WPP, the advertising holding company, made the news this week when it announced that their Demand Side Platform (DSP) will hit a billion dollars in advertising revenue. This is quite an achievement, since DSP advertising tech has only been around since 2008. To break this barrier in less than seven years speaks volumes on where the media buying industry is going.
DSPs came of age around the basic concept that advertising impressions around publishers act similar to other inventory on the Board of Trade: demand fluctuates daily, supply is abundant, and digital banners can therefore be thought of as the pork bellies of Marketing. Ad tech companies like Turn built the first trading desks, exchanges of publisher inventory were created, and every holding company jumped aboard the trading desk movement. WPP invested heavily in building their tech in-house, and brokering exclusivity within the publisher community. They indicate they will hit this billion dollar mark by year-end.

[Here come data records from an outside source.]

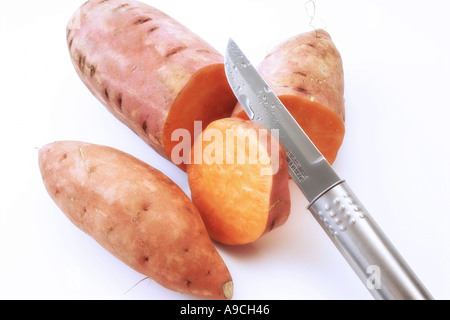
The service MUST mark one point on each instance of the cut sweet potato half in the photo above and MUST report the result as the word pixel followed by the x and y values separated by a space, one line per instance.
pixel 239 201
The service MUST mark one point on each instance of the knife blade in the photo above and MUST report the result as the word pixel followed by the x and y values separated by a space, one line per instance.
pixel 331 201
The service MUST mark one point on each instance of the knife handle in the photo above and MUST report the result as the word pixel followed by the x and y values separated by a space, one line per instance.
pixel 365 247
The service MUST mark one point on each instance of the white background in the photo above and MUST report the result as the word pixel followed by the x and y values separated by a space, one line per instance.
pixel 394 156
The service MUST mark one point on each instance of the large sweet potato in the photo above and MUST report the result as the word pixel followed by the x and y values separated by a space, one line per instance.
pixel 151 72
pixel 137 214
pixel 307 75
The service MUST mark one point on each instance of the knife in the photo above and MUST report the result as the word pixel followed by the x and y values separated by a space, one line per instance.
pixel 331 201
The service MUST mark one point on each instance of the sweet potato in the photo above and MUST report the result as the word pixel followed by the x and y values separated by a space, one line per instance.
pixel 137 214
pixel 239 200
pixel 150 71
pixel 306 73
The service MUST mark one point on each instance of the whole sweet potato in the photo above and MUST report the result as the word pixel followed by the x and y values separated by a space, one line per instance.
pixel 150 71
pixel 137 214
pixel 307 75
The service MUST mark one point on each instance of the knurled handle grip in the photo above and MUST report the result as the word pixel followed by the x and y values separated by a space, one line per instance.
pixel 365 247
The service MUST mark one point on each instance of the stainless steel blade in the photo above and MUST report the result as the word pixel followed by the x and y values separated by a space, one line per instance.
pixel 332 203
pixel 307 166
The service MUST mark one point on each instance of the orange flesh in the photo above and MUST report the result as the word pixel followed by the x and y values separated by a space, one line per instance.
pixel 206 97
pixel 324 128
pixel 233 199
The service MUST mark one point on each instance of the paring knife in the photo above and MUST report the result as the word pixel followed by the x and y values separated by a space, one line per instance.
pixel 332 203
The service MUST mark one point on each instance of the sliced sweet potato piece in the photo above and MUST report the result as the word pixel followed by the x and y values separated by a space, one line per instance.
pixel 239 201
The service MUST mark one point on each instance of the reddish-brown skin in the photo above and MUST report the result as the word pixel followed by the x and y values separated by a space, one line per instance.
pixel 137 214
pixel 306 73
pixel 136 60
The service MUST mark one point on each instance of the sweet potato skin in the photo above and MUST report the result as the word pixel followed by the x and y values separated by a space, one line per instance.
pixel 136 59
pixel 137 214
pixel 309 66
pixel 306 73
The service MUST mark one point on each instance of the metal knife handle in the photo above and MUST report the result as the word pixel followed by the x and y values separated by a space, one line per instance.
pixel 365 247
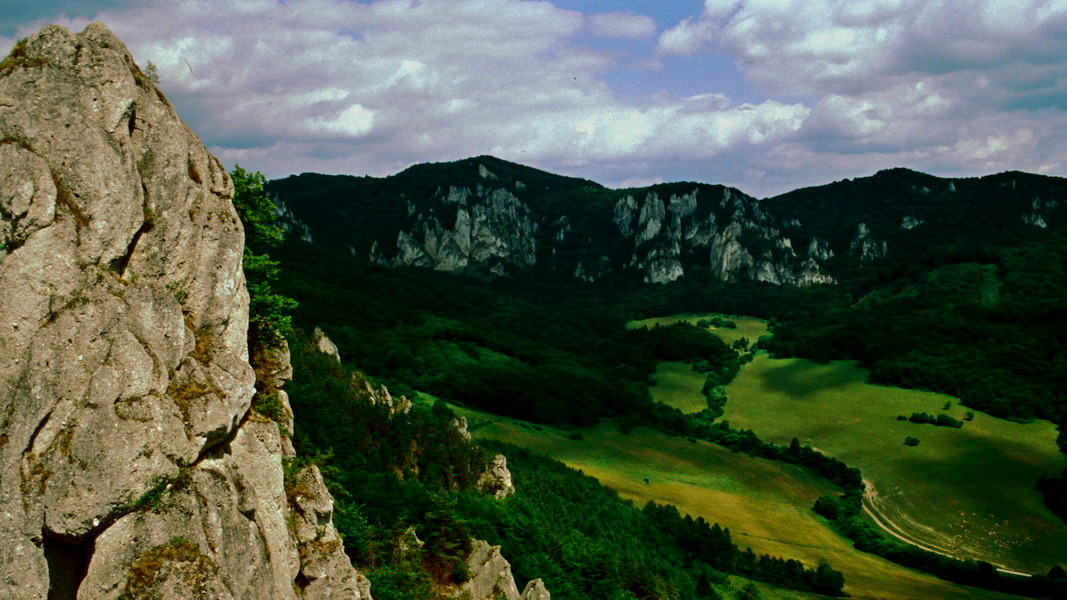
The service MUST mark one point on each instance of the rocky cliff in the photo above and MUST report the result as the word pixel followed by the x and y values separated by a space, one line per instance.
pixel 131 464
pixel 487 217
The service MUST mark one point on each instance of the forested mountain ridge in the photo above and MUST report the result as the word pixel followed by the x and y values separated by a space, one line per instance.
pixel 954 284
pixel 490 217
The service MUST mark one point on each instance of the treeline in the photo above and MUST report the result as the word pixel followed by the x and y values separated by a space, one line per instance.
pixel 845 514
pixel 394 475
pixel 712 545
pixel 397 476
pixel 927 419
pixel 1054 491
pixel 986 325
pixel 558 353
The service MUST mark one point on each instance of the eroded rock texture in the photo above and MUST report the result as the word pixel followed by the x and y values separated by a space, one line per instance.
pixel 129 459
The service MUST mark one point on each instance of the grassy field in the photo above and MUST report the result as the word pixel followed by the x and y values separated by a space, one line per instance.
pixel 965 492
pixel 766 504
pixel 747 327
pixel 677 384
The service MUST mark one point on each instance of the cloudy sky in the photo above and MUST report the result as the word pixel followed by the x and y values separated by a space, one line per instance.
pixel 765 95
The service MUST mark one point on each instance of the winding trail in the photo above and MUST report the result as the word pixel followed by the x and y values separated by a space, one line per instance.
pixel 872 510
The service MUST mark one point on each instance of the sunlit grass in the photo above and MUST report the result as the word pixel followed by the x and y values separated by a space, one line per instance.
pixel 966 491
pixel 765 504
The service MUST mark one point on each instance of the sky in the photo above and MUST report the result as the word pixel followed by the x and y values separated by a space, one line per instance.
pixel 763 95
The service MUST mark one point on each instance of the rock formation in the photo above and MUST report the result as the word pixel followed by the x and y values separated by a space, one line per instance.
pixel 491 223
pixel 130 460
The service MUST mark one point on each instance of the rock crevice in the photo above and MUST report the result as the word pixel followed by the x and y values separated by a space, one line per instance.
pixel 130 460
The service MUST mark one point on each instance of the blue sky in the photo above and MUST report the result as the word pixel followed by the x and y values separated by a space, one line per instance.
pixel 765 95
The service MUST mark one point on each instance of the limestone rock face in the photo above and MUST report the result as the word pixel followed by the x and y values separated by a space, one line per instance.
pixel 486 230
pixel 324 345
pixel 491 578
pixel 129 459
pixel 496 479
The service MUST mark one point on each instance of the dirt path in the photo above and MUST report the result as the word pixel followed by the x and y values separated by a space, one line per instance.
pixel 871 508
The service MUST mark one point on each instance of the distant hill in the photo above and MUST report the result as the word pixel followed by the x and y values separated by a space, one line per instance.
pixel 489 217
pixel 954 284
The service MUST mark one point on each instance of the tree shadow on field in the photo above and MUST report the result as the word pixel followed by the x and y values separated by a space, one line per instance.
pixel 802 379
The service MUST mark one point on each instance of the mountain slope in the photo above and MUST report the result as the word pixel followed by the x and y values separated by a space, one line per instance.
pixel 487 217
pixel 131 462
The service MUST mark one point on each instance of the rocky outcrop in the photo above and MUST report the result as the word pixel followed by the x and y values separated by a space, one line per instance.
pixel 483 230
pixel 496 479
pixel 324 345
pixel 491 578
pixel 130 460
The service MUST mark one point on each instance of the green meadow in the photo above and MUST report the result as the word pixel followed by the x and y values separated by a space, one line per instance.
pixel 747 327
pixel 964 492
pixel 765 504
pixel 677 384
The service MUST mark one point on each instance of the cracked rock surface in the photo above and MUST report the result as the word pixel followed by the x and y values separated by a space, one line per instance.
pixel 129 460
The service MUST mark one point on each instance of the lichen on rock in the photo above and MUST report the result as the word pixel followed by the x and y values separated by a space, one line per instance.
pixel 129 459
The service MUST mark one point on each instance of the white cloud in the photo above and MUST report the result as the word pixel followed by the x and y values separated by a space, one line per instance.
pixel 622 25
pixel 829 88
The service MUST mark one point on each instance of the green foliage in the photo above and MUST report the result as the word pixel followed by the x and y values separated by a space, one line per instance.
pixel 153 499
pixel 269 405
pixel 269 312
pixel 846 515
pixel 940 420
pixel 1054 492
pixel 586 542
pixel 391 471
pixel 152 72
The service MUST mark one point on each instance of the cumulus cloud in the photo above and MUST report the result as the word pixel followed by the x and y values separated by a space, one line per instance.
pixel 826 89
pixel 819 46
pixel 371 88
pixel 622 25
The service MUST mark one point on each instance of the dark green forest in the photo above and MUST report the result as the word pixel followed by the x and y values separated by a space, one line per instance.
pixel 395 474
pixel 975 311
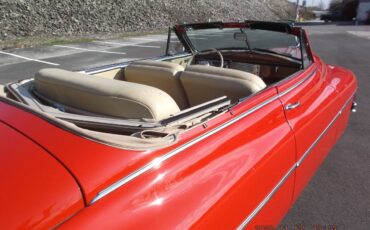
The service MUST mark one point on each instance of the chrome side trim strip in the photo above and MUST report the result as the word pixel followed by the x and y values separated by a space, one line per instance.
pixel 159 160
pixel 296 165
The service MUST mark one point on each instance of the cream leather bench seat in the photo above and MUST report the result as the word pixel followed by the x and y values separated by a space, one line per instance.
pixel 104 96
pixel 158 74
pixel 204 83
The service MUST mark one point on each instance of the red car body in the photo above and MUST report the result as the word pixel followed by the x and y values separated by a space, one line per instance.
pixel 242 169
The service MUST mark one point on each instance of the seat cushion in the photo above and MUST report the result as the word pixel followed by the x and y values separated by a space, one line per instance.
pixel 158 74
pixel 204 83
pixel 104 96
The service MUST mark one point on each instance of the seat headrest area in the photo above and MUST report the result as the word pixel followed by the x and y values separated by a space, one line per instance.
pixel 158 74
pixel 104 96
pixel 204 83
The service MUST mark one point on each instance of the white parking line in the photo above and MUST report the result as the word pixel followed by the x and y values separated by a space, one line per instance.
pixel 88 50
pixel 362 34
pixel 29 59
pixel 128 44
pixel 151 39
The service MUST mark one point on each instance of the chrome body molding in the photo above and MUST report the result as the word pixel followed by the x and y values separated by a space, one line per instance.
pixel 159 160
pixel 296 165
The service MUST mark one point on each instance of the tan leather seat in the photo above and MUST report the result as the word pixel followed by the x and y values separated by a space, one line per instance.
pixel 104 96
pixel 204 83
pixel 161 75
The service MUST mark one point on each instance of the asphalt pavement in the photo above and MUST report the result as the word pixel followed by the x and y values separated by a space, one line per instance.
pixel 338 196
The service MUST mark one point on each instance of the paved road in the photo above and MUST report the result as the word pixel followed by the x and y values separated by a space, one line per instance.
pixel 339 194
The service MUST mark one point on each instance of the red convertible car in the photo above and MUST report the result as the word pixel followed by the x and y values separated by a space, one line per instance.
pixel 222 132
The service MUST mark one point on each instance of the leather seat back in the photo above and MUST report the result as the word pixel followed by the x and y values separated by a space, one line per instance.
pixel 158 74
pixel 104 96
pixel 204 83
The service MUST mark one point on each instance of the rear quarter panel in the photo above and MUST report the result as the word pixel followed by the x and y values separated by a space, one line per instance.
pixel 214 184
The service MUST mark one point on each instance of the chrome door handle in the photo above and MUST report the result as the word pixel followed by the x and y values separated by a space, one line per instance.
pixel 292 106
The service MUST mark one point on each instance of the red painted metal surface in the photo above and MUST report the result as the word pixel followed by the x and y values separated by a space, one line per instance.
pixel 36 191
pixel 213 184
pixel 216 183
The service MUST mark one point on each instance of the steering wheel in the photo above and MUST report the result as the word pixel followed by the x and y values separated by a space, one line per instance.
pixel 213 50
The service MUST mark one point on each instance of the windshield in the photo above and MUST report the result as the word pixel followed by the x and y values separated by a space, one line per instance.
pixel 245 38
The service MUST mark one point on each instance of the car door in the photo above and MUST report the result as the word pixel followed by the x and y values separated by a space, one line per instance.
pixel 308 102
pixel 234 172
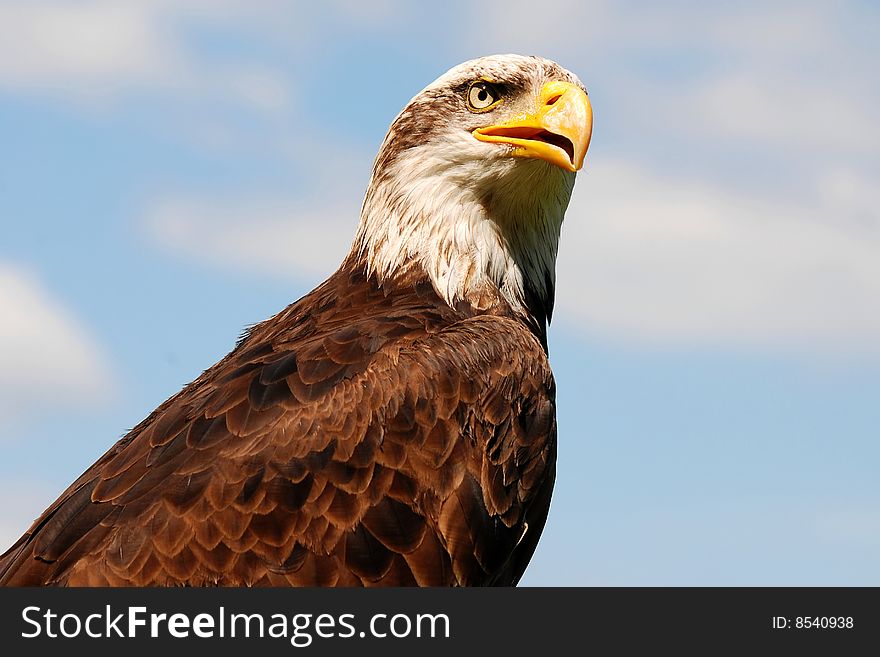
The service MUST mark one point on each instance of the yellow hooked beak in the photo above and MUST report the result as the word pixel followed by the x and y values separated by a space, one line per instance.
pixel 558 131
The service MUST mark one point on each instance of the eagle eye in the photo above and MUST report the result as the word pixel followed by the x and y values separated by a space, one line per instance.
pixel 482 96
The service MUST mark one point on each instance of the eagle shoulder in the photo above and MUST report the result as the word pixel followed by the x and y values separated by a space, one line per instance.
pixel 358 438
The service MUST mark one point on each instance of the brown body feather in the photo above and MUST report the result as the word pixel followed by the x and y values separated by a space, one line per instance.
pixel 365 435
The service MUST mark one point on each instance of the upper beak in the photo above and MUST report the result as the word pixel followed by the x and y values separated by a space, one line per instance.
pixel 558 131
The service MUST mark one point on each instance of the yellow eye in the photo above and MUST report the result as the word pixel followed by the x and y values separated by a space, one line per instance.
pixel 482 96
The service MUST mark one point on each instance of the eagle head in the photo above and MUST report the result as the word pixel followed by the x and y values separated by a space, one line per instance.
pixel 472 182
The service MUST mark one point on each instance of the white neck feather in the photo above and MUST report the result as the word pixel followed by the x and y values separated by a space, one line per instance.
pixel 476 230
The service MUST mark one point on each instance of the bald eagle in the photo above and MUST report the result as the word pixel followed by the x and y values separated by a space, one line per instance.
pixel 395 426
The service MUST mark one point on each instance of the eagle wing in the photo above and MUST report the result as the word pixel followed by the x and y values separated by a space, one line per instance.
pixel 363 453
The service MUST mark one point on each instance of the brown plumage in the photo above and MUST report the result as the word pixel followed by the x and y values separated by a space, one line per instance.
pixel 379 431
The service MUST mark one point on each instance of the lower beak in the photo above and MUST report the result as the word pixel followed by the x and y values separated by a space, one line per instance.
pixel 557 132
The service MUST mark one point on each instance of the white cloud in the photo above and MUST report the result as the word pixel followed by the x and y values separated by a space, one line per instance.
pixel 45 354
pixel 281 238
pixel 95 51
pixel 31 499
pixel 662 260
pixel 643 258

More interesting to me is how the advertising has evolved. Video and mobile are the “premium” word in desired impact and segmentation. Yahoo, Google and Facebook took notice, and now dominate this space away from the DSPs, in “walled gardens”, where clients can now go direct. This will require that the holding companies respond with faster, better and cheaper solutions, linked to better and more refined inventory. Program buying must become better linked to decision science, as ad tech automation moves to the forefront. WPP is also rapidly locking down inventory, claiming that $600 million will be spent on upfront buying.
With any technology movement, life cycles on innovation are measured in months, not years. The landscape will likely change rapidly. There is strength in numbers, so WPP is taking an early lead in this media revolution. As traditional display media wanes, I predict you will see more of this also moving into the trading desk arena. It is a trend worth following.